Her second message closes with the promise to:
…finish up my thoughts on the infamous Moses debate, including some surprising connections of Moses with Ben Franklin and Thomas Jefferson…
The surprising connection she uncovered?
I discovered that Jefferson, Franklin and John Adams were tasked with designing the nation’s first Seal of the United States, the emblem symbolizing our country to the world. Both Jefferson and Franklin submitted seals that depicted scenes from the life of Moses. Franklin submitted Moses and the Red Sea. Jefferson submitted Moses and the Exodus. Neither seal was adopted [emphasis added], but does the fact that these two founders proposed these submissions for consideration surprise you?
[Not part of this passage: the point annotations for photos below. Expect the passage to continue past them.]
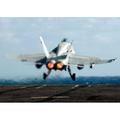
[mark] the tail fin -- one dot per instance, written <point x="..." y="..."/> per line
<point x="44" y="47"/>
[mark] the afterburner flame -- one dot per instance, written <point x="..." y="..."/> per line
<point x="50" y="65"/>
<point x="59" y="65"/>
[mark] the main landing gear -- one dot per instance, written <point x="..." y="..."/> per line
<point x="45" y="75"/>
<point x="73" y="76"/>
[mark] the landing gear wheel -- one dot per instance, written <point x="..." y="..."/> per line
<point x="73" y="76"/>
<point x="44" y="76"/>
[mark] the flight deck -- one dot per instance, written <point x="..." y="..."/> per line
<point x="64" y="93"/>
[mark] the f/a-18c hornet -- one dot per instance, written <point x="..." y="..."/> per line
<point x="61" y="58"/>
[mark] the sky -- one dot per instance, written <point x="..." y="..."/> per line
<point x="98" y="37"/>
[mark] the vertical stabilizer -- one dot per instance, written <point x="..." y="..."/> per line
<point x="44" y="47"/>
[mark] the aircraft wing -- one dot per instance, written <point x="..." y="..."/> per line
<point x="85" y="60"/>
<point x="31" y="58"/>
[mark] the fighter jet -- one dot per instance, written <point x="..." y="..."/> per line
<point x="61" y="58"/>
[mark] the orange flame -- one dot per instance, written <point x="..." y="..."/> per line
<point x="50" y="65"/>
<point x="59" y="65"/>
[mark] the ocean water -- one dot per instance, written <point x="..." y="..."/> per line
<point x="62" y="81"/>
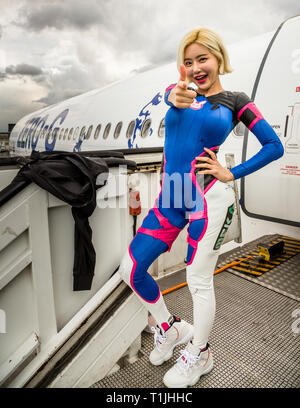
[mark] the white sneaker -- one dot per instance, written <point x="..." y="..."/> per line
<point x="190" y="366"/>
<point x="178" y="332"/>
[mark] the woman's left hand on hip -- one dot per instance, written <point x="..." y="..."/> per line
<point x="213" y="167"/>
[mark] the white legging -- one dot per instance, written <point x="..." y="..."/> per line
<point x="200" y="271"/>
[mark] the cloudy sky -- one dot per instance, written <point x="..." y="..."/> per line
<point x="51" y="50"/>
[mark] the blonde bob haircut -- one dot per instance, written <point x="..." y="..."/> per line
<point x="212" y="41"/>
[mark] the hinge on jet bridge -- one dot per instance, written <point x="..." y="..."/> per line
<point x="147" y="168"/>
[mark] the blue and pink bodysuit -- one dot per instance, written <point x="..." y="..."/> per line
<point x="186" y="196"/>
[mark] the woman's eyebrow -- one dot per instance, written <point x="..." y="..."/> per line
<point x="200" y="55"/>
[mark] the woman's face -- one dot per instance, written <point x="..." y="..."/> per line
<point x="202" y="67"/>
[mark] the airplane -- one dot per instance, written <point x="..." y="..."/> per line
<point x="128" y="116"/>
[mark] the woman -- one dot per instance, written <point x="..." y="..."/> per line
<point x="196" y="124"/>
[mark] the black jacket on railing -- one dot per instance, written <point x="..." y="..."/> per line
<point x="71" y="177"/>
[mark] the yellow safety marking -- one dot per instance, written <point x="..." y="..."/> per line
<point x="256" y="267"/>
<point x="295" y="241"/>
<point x="292" y="246"/>
<point x="246" y="270"/>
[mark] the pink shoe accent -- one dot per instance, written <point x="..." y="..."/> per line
<point x="165" y="326"/>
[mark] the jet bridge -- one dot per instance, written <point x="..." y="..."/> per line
<point x="50" y="335"/>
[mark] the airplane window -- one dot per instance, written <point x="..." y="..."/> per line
<point x="70" y="133"/>
<point x="130" y="129"/>
<point x="106" y="131"/>
<point x="239" y="130"/>
<point x="65" y="134"/>
<point x="50" y="134"/>
<point x="82" y="133"/>
<point x="146" y="128"/>
<point x="161" y="129"/>
<point x="76" y="133"/>
<point x="97" y="131"/>
<point x="61" y="133"/>
<point x="89" y="132"/>
<point x="118" y="130"/>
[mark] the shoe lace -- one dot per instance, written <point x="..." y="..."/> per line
<point x="185" y="361"/>
<point x="159" y="338"/>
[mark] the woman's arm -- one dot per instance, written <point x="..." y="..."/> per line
<point x="272" y="148"/>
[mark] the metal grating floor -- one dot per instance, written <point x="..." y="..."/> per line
<point x="254" y="339"/>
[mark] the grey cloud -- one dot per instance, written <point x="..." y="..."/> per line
<point x="23" y="69"/>
<point x="59" y="15"/>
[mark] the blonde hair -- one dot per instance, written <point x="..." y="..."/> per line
<point x="212" y="41"/>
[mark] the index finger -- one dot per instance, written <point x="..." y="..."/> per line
<point x="183" y="74"/>
<point x="211" y="153"/>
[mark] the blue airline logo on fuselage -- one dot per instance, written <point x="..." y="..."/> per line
<point x="36" y="126"/>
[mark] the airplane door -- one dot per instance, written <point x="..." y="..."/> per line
<point x="273" y="192"/>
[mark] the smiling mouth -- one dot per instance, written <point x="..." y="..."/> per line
<point x="201" y="78"/>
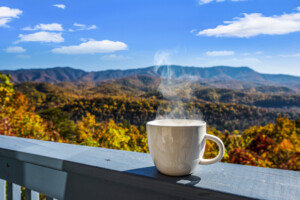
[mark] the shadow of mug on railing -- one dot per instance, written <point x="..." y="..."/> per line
<point x="190" y="180"/>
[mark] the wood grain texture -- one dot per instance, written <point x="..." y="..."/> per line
<point x="134" y="174"/>
<point x="2" y="189"/>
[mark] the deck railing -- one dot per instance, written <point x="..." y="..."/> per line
<point x="65" y="171"/>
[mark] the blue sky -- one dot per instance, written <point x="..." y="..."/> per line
<point x="122" y="34"/>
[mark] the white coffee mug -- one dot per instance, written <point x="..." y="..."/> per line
<point x="177" y="145"/>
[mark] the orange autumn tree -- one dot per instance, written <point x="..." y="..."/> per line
<point x="18" y="117"/>
<point x="110" y="135"/>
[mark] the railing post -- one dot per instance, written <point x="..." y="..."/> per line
<point x="2" y="189"/>
<point x="31" y="195"/>
<point x="13" y="191"/>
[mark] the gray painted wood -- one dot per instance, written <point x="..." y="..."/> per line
<point x="48" y="181"/>
<point x="2" y="189"/>
<point x="13" y="191"/>
<point x="113" y="174"/>
<point x="31" y="195"/>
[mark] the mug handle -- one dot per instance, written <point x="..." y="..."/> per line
<point x="221" y="150"/>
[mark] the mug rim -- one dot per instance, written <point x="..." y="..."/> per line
<point x="154" y="123"/>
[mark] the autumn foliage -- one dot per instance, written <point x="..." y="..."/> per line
<point x="275" y="145"/>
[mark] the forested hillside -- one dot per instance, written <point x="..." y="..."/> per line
<point x="113" y="115"/>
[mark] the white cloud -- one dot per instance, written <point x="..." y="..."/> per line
<point x="45" y="27"/>
<point x="255" y="24"/>
<point x="62" y="6"/>
<point x="291" y="55"/>
<point x="15" y="49"/>
<point x="245" y="54"/>
<point x="219" y="53"/>
<point x="23" y="56"/>
<point x="7" y="14"/>
<point x="41" y="36"/>
<point x="92" y="47"/>
<point x="201" y="2"/>
<point x="114" y="57"/>
<point x="81" y="27"/>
It did me, but it so perfectly illustrates the mindset of the times.
She continues drawing a straight line back to Moses and the tablets he brought down from the mountain, misconstruing a Supreme Court opinion along the way, but ignores the most important lesson any student of history can learn.
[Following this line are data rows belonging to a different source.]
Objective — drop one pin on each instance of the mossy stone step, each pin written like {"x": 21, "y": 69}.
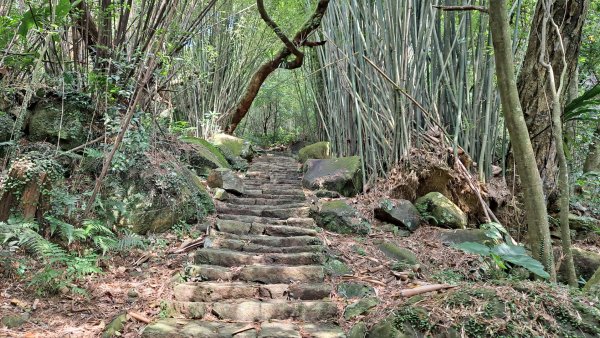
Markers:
{"x": 266, "y": 274}
{"x": 244, "y": 246}
{"x": 272, "y": 241}
{"x": 212, "y": 292}
{"x": 223, "y": 257}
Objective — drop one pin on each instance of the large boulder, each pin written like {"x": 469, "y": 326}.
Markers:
{"x": 204, "y": 156}
{"x": 52, "y": 122}
{"x": 398, "y": 212}
{"x": 340, "y": 217}
{"x": 226, "y": 179}
{"x": 439, "y": 210}
{"x": 339, "y": 174}
{"x": 153, "y": 198}
{"x": 6, "y": 126}
{"x": 319, "y": 151}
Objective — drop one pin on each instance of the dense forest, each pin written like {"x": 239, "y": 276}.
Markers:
{"x": 286, "y": 168}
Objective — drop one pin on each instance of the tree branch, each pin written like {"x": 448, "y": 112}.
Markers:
{"x": 462, "y": 8}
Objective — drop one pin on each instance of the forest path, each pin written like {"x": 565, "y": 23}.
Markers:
{"x": 260, "y": 271}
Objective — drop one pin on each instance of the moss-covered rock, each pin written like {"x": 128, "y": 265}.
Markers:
{"x": 51, "y": 121}
{"x": 154, "y": 197}
{"x": 318, "y": 151}
{"x": 340, "y": 217}
{"x": 359, "y": 330}
{"x": 593, "y": 282}
{"x": 360, "y": 307}
{"x": 397, "y": 253}
{"x": 226, "y": 179}
{"x": 6, "y": 126}
{"x": 450, "y": 237}
{"x": 583, "y": 223}
{"x": 204, "y": 156}
{"x": 355, "y": 290}
{"x": 335, "y": 267}
{"x": 343, "y": 175}
{"x": 439, "y": 210}
{"x": 398, "y": 212}
{"x": 115, "y": 328}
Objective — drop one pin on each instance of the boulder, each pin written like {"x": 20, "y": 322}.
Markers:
{"x": 204, "y": 156}
{"x": 355, "y": 290}
{"x": 360, "y": 307}
{"x": 586, "y": 264}
{"x": 319, "y": 151}
{"x": 221, "y": 194}
{"x": 397, "y": 253}
{"x": 398, "y": 212}
{"x": 342, "y": 175}
{"x": 451, "y": 237}
{"x": 152, "y": 198}
{"x": 583, "y": 223}
{"x": 226, "y": 179}
{"x": 438, "y": 209}
{"x": 6, "y": 125}
{"x": 594, "y": 282}
{"x": 51, "y": 121}
{"x": 340, "y": 217}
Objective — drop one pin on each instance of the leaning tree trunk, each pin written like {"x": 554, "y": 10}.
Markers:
{"x": 280, "y": 60}
{"x": 535, "y": 208}
{"x": 592, "y": 162}
{"x": 534, "y": 93}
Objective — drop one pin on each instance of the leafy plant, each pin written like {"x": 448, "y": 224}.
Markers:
{"x": 501, "y": 253}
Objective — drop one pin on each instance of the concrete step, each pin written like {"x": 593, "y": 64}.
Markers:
{"x": 180, "y": 328}
{"x": 246, "y": 310}
{"x": 245, "y": 227}
{"x": 266, "y": 274}
{"x": 271, "y": 241}
{"x": 240, "y": 245}
{"x": 224, "y": 257}
{"x": 212, "y": 292}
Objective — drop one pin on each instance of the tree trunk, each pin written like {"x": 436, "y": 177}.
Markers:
{"x": 592, "y": 162}
{"x": 532, "y": 85}
{"x": 531, "y": 183}
{"x": 280, "y": 60}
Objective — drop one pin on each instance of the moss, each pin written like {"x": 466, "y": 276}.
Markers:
{"x": 319, "y": 150}
{"x": 233, "y": 144}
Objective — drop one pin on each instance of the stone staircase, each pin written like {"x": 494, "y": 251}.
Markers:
{"x": 260, "y": 272}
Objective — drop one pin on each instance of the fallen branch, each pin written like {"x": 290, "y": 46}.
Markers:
{"x": 139, "y": 317}
{"x": 425, "y": 289}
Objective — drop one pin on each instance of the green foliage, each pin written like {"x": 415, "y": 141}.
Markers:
{"x": 500, "y": 253}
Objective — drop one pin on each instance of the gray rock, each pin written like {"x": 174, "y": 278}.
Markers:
{"x": 399, "y": 212}
{"x": 360, "y": 307}
{"x": 397, "y": 253}
{"x": 438, "y": 209}
{"x": 338, "y": 174}
{"x": 340, "y": 217}
{"x": 355, "y": 290}
{"x": 319, "y": 150}
{"x": 226, "y": 179}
When in doubt, consult primary sources.
Students can go on field trips to see the Magna Carta, or Code of Hammurabi.
William Blackstone, John Locke, and Charles de Montesquieu were actual tax-paying, book-writing people whose identifies can be confirmed through numerous official documents and eyewitness statements from people whose identities can also be verified.
Moses, in contrast, is a mythological character described as having the magic power to part an ocean and talk to a burning bush. Who, according to the sculptor Michelangelo, had horns.
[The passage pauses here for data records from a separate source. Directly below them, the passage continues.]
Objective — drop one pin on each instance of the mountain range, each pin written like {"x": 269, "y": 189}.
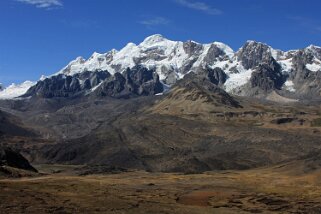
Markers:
{"x": 156, "y": 64}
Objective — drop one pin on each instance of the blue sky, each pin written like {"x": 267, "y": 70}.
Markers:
{"x": 41, "y": 36}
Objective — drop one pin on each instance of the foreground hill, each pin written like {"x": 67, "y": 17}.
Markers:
{"x": 195, "y": 127}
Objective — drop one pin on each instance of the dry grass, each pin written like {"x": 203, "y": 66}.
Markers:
{"x": 263, "y": 190}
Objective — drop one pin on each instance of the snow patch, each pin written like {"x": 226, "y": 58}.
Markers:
{"x": 289, "y": 85}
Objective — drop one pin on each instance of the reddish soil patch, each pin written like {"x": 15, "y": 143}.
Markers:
{"x": 199, "y": 198}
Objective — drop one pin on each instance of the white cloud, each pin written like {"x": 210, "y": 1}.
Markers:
{"x": 47, "y": 4}
{"x": 201, "y": 6}
{"x": 154, "y": 21}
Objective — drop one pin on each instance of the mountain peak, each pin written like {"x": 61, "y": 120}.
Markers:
{"x": 153, "y": 39}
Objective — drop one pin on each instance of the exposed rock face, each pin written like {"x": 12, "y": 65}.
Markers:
{"x": 136, "y": 81}
{"x": 67, "y": 86}
{"x": 255, "y": 69}
{"x": 307, "y": 82}
{"x": 205, "y": 89}
{"x": 253, "y": 53}
{"x": 267, "y": 77}
{"x": 217, "y": 76}
{"x": 11, "y": 158}
{"x": 213, "y": 53}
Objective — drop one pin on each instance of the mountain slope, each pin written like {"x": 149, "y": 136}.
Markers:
{"x": 256, "y": 69}
{"x": 15, "y": 90}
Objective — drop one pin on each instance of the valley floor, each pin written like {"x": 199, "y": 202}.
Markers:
{"x": 265, "y": 190}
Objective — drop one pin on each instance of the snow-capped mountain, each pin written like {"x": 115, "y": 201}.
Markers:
{"x": 255, "y": 69}
{"x": 15, "y": 90}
A horned magician who disappeared in the hills, then came back with stone ledgers handed down literally by a divine, non-human being.
Slabs of inscribed rock we cannot find behind glass in a museum, or in a vault at the Vatican.
Tablets, stashed in a golden ark, which may have been turned to dust when greedy Nazi treasure-hunters opened it.
Yes, Texas, Governor Greg Abbott appointed a person to chair the State Board of Education who not only accepts the bible as literal truth, which is her right, but who also believes she can force public schools to teach a religious text as though it were literal truth.
Which is not her right.
And that, rather than the fact that her sons did not attend public school, is why she should not chair the State Board of Education.